Environmentalists successfully derailed eight of 11 proposed coal plants three years ago in a giant deal involving TXU, whose electricity-generation arm is now called Luminant. They argue that Texas does not need big new coal plants to meet electricity demand, which has been dampened somewhat by the recent recession.

Rikki Stanley, White Stallion's director of local development, noted that in several decades, the population of Texas will nearly double. "We're not concerned about, 'Will there be a need?' There is a need," said Stanley, who also suggested that financing the operation would go smoothly. The ground-breaking could take place by next summer, he said, and construction should provide 2,000 temporary jobs. 

But Ross Baldick, a professor in the department of electrical and computer engineering at the University of Texas, argued that wind — with other energy sources as a back-up when the wind dies down — will provide an increasing share of Texas's around-the-clock electricity, displacing coal. In addition, he said, coal will suffer if natural gas stays cheap and the federal government, as some expect, makes carbon dioxide emissions more costly.

Provided that wind growth continues as anticipated in Texas's big transmission-line build-out, "I am at a loss to understand the new coal investments in ERCOT," Baldick wrote in an e-mail. ERCOT refers to the Electric Reliability Council of Texas, the state's grid operator. Its records indicate that while plenty of coal is planned, so is even more natural gas power.

Fighting fire with water

Apart from the debates about the need for coal and the air pollution it causes, another issue that could snag coal plants is their need for water. All major coal plants burn their fuel and then need vast amounts of water to generate steam, which powers the turbines that create electricity. Environmentalists — aware they're unlikely to stop the granting of permits by the TCEQ — are campaigning hard to persuade communities not to provide their water to power plants. This summer, to the delight of environmentalists, the mayor of Abilene announced his opposition to the city's provision of treated wastewater to a proposed coal plant called the Tenaska Trailblazer Energy Center

White Stallion, for its part, still needs to secure a source of water even though it got its air permit. It also needs a wastewater permit from the TCEQ and another permit from the Army Corps of Engineers — though the air-pollution permit, which it received last month, is considered the big one. Stanley of White Stallion said securing water from the Lower Colorado River Authority was "one of our options."
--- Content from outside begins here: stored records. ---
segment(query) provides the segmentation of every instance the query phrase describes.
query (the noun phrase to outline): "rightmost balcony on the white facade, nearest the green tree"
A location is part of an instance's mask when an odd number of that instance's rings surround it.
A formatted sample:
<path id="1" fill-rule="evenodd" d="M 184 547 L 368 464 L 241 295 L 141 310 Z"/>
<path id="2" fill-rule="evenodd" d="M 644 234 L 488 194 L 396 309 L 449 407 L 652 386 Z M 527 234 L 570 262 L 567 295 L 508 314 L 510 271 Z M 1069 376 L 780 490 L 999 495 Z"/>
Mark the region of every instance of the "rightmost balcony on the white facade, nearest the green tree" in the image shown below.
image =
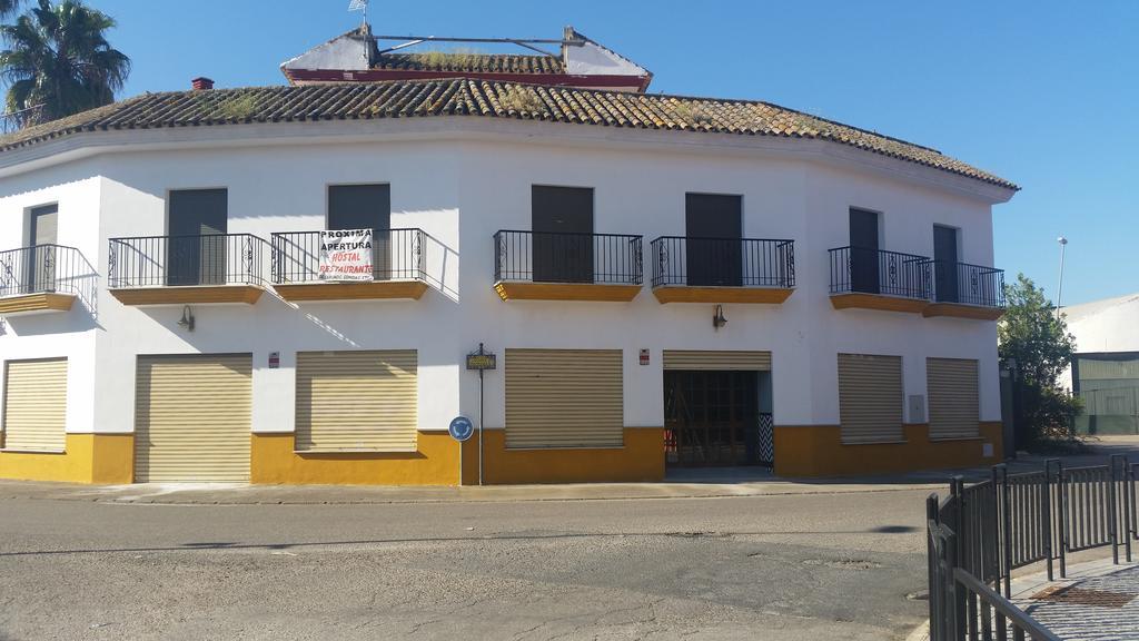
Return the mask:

A few coal plants are hoping to appease environmentalists by capturing carbon dioxide emissions from coal plants and shoving them underground, where they would hopefully stay. One of these, still in the permit-application process, is Summit Power's proposed $2 billion coal plant near Odessa, which calls itself the Texas Clean Energy Project and is championed by former Dallas mayor Laura Miller. The idea is to capture emissions and pump them into nearby oil fields where they can be used to squeeze out the oil. But this technology, while proven, comes at a high cost. 
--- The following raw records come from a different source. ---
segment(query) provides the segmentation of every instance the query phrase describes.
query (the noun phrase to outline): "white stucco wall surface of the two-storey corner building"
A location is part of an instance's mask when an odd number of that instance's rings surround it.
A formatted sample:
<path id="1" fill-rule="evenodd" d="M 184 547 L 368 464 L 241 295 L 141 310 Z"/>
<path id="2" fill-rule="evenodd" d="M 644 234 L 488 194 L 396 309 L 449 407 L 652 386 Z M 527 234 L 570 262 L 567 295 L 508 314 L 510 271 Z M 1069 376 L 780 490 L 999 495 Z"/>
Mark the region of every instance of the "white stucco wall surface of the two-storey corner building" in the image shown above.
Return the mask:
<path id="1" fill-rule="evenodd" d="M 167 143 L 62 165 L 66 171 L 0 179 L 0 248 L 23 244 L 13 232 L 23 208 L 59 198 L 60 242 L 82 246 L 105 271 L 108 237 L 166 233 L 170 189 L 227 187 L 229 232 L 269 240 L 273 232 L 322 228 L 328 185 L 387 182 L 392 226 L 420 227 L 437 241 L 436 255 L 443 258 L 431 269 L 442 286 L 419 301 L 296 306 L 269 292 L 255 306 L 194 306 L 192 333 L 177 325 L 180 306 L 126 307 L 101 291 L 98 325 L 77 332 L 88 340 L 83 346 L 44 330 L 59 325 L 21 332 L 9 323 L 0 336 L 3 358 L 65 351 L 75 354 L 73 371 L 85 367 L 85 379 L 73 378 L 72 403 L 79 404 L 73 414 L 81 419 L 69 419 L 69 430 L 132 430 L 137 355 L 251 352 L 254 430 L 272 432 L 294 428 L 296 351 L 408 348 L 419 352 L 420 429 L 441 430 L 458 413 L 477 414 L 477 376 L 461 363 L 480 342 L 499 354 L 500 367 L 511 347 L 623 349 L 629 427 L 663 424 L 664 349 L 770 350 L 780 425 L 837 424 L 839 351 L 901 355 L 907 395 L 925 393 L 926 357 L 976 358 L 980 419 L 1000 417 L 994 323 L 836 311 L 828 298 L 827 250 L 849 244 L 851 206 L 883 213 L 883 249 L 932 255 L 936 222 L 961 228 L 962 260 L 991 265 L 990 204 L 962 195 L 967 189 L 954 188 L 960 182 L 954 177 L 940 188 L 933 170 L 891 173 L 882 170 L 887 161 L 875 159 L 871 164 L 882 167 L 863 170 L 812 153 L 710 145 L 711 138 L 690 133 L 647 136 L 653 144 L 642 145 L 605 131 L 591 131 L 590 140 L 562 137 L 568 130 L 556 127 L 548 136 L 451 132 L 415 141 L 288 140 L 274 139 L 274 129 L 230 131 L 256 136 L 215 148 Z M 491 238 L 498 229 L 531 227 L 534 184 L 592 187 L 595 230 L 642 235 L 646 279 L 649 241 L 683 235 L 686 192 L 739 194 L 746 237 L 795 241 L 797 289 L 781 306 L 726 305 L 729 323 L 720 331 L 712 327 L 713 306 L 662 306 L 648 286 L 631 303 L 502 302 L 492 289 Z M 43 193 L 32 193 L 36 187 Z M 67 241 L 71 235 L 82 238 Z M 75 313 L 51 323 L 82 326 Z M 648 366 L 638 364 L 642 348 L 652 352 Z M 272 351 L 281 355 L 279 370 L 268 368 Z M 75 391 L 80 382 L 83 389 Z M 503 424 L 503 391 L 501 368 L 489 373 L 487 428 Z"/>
ConocoPhillips also hopes to use carbon capture and sequestration technology for a proposed petroleum-coke plant near Sweeny, appended to an oil refinery; last year it received $3 million from the Department of Energy to assist with the project. This week, the proposed Tenaska plant near Abilene received a $7.7 million grant from an Australian group for its carbon capture and storage technology; the company agreed earlier this year with an environmental group to store 85 percent of its carbon-dioxide emissions.